Il limite che la sicurezza nazionale impone al mercato è importante perché il concetto di sicurezza nazionale è centrale per la comprensione e per l’articolazione della sovranità. Leggere le trasformazioni della sicurezza nazionale, a mio avviso, è più utile di parlare semplicemente del ruolo dello Stato nell’economia. La sicurezza nazionale ha un forte rilievo per mettere in luce il rapporto tra sicurezza e tecnologia, che orienta e limita il mercato.

La sua ricerca segue tre filoni: la storia dello Stato moderno e dei suoi apparati burocratici; gli ordinamenti giuridici con cui i mercati interagiscono; la storia dello spazio in cui, in passato, è germogliato il capitalismo. Tali direttrici possono convergere?
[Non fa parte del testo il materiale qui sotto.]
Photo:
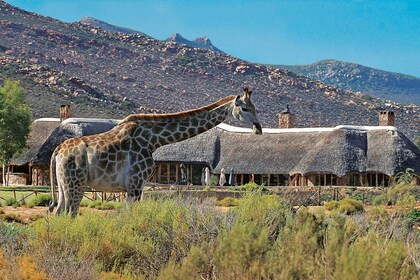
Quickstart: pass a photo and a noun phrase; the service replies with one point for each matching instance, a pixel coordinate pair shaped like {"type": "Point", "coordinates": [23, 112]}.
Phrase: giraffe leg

Sì, è importante evidenziare i rapporti tra queste direttrici e tra questi aspetti, per esempio nella storia e nella continuità dei vari apparati burocratici e nella considerazione storica della progressiva marginalizzazione dello spazio europeo. Chiaramente la ricostruzione che propongo sugli Stati Uniti e la Cina potrebbe essere ampliata anche facendo riferimento ad altre realtà, come per esempio il Giappone, la Russia, la Turchia, e approfondendo meglio i rapporti tra i Paesi europei.

 

Alessandro Aresu è consigliere scientifico di Limes, direttore scientifico della Scuola di Politiche e consigliere del Ministro per il Sud e la Coesione Territoriale. Si è laureato in filosofia del diritto con Guido Rossi all’Università Vita-Salute del San Raffaele di Milano, dove è stato anche allievo di Enzo Bianchi e Massimo Cacciari. È stato consulente e consigliere di diverse Istituzioni, tra cui la Presidenza del Consiglio dei Ministri, il Ministero dell’Economia e delle Finanze, il Ministero degli Affari Esteri e della Cooperazione Internazionale, l’Agenzia Spaziale Italiana. Collabora, tra gli altri, con Treccani e L’Espresso. Tra le sue ultime pubblicazioni, L’interesse nazionale. La bussola dell’Italia (con Luca Gori, il Mulino, 2018).